Capitolo VIII

La mattina seguente, di buon’ora, Rufus suonò al cancello del cottage.

«Allora, caro signor Francese, come vanno le cose? E Amelius come sta?».

In piedi di fronte al cancello, Toff rispose con la massima cortesia, ma non sembrò affatto propenso a lasciar entrare l’ospite.

«Amelius deve avere uno dei suoi momenti di fiacca», proseguì Rufus. «Scommetto che è a letto!».

«Il mio giovane padrone era in piedi e vestito almeno un’ora fa, signore. È appena uscito».

«Ah, è così dunque? Be’, aspetterò che torni». Spinse Toff da parte e s’incamminò verso il cottage. «Questi cerimoniali da forestiero sono completamente sprecati con me», disse mentre Toff cercava di fermarlo sulla porta d’ingresso. «Sono uno zoticone americano e sono sfinito perché ho viaggiato tutta la notte. Ecco un compito facile facile per te: whisky, bitter, ghiaccio e limone; mi farò un cocktail in biblioteca».

Toff tentò con un ultimo sforzo disperato di mettersi tra l’ospite e la porta. «Vi domando scusa mille volte, signore, ma con tutto il rispetto devo pregarvi di attendere...».

Prima ancora che finisse di parlare, Rufus, assolutamente di buon umore, tolse di mezzo il vecchio dal suo cammino. «Cos’è che disturba la mente di questa veneranda persona?», si chiese. «Pensa forse che non conosca la strada?».

Aprendo la porta della biblioteca, si trovò faccia a faccia con Sally. Sentendo delle voci fuori, si era alzata dalla sedia, indecisa se lasciare o meno la stanza. Si ritrovarono di fronte, ai rispettivi lati del tavolo, sgomenti e in silenzio. Una volta tanto Rufus era talmente confuso che si rifugiò nei consueti convenevoli, prima ancora di poter rendersene conto.

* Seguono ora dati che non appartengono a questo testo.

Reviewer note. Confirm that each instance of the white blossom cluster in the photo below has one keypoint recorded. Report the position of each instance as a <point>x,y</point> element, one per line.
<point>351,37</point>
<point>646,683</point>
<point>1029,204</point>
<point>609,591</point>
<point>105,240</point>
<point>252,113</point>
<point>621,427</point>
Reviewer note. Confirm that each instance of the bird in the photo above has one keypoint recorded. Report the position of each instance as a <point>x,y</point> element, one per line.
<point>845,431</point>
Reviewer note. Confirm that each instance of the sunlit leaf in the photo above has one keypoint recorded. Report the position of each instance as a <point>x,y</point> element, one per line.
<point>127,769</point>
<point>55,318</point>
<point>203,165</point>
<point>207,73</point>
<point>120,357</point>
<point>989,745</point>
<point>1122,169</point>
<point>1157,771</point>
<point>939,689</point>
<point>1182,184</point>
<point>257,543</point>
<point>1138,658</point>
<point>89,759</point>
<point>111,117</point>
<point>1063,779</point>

«Come va, signorina? Ho il grande piacere di rinnovare la nostra conoscenza… Diamine! Non è così, devo essere fuori di testa. Fatemi il favore, giovane signora, di dimenticare le parole che ho pronunciato. Se un qualunque essere vivente mi avesse detto che vi avrei trovata qui, gli avrei risposto che mentiva: e il bugiardo sarei stato io. Questo, vi assicuro, non fa sentire un uomo a proprio agio. No! Non sgattaiolate via subito nella stanza accanto, per favore. Ora come ora, non è così che si rimettono le cose a posto. Sedetevi piuttosto. Già che ci sono, ne approfitto per dire qualcosa. Ma prima di tutto due parole al signor Francese. Ascolta questo, vecchio. Se volessi un testimone sull’uscio, suonerei il campanello, ma al momento posso farne a meno. Bon voyage, come si dice da voi». E chiuse la questione sbattendo la porta in faccia a Toff e alle sue proteste.

«Protesto, signore, contro questo modo di comportarsi violento, indegno di un vero gentiluomo», gridò Toff cercando di rientrare.

«Arrabbiati quanto di pare, ma giù in cucina», replicò Rufus, insistendo nel chiudere la porta. «Non intendo fare baccano proprio qui. Se sai dov’è il padrone di casa, vai a chiamarlo. Prima fai e meglio è». Poi tornò da Sally e la osservò a lungo con attenzione, in un silenzio opprimente. Lei aveva paura a guardarlo, teneva gli occhi fissi sul libro che stava leggendo prima che entrasse. «Mi state osservando», commentò Rufus, «come se vi foste stabilita qui già da tempo. Non curatevi del libro ora, tornerete alla vostra lettura non appena avremo scambiato qualche parola». Allungò il braccio e tirò il libro dalla sua parte del tavolo. Sally lo mise a tacere per la seconda volta, senza averne l’intenzione. Rufus aprì il libro e si accorse che era... il Nuovo Testamento.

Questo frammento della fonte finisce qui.